The sour stout brew day was also pretty uneventful. I used no-sparge and only a dash of fuggles for low IBUs in the bittering addition. For fermenting, I pitched a third generation Roeselare cake alongside some Tart of Darkness dregs, some dregs from my concord sour, some house culture, and some Wyeast Brett lambicus.
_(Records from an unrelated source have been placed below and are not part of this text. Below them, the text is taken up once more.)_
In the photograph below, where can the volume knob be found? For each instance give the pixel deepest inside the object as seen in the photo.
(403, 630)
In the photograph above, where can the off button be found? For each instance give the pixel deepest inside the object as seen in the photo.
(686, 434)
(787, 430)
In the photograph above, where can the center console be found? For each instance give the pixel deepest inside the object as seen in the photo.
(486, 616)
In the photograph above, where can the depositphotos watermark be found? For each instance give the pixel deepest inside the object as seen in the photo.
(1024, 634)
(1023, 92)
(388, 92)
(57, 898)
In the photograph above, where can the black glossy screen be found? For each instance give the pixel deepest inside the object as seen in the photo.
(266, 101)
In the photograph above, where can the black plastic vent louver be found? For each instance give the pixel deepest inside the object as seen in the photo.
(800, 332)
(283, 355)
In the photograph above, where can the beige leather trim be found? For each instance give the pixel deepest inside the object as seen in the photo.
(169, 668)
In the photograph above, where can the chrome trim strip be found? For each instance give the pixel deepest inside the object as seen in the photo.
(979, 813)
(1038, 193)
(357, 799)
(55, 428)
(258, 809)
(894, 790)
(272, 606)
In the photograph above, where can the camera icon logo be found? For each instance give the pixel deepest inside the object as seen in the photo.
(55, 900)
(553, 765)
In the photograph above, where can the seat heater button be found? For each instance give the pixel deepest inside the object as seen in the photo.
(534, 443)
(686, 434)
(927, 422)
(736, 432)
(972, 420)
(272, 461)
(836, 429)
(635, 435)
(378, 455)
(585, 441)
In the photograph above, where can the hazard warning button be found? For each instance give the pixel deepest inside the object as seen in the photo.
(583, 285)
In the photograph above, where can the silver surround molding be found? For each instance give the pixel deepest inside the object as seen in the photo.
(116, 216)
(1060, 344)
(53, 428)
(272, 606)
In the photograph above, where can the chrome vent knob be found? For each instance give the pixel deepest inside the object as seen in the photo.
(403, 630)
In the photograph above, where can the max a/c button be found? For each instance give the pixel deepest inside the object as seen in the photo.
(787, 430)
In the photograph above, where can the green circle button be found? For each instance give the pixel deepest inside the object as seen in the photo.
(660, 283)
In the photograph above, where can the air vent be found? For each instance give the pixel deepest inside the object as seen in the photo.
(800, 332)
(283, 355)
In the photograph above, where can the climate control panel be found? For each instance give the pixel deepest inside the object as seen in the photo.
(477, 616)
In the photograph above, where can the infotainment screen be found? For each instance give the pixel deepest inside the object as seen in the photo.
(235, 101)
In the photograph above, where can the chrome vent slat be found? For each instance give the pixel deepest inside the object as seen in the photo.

Interestingly enough, the beer had a huge lag time on it. The last time I used the roeselare cake it managed to kick up within 48 hours. This beer was approaching 72 hours before showing any signs and I was starting to get nervous. I pitched some Wyeast 1968 ESB harvested from the English pale ale, and soon it was ripping away. The picture above is showing the calm after blowing off an exorbitant amount of krausen and shmutz. The beer is throwing off some seriously delicious sour notes like cherry and chocolate and brett. I'm going to keep an eye on it and make sure it sours well since I'm not sure whether the explosive fermentation is from the 1968 or the plethora of sour cultures.


A British Tar
30 IBUs OG: 1.056

9# 2-row
0.5# Crystal 40L
0.37# Amber malt
0.25# Crystal 120L

1.5 oz Fuggles - 60 mins
2 oz Fuggles - 10 minutes

1 oz Fuggles - Dryhop - 9 days
1.5 oz Target - Dryhop - 9 days

Wyeast 1968 - 65F 3 days. Yeast was roused and beer raised to 69F for remainder of fermentation.
130g Chopped Spanish cedar - boiling water sanitized - added at day 7.

Olde Black Tart

7 IBUs OG: 1065

10# 2-row
1#  Crystal 120L
0.75# Chocolate Malt
0.5 # Roasted Barley
0.5# Amber malt

0.5 oz Fuggles - 60 mins

A whole shwack of cultures added - see above.

EDIT: August 2015: After tasting the sour stout (very sour already!), the beer was lacking in roast so I decided to make a tea with some more crushed malt - an extra 0.5 # roasted barley, and 0.25# chocolate malt.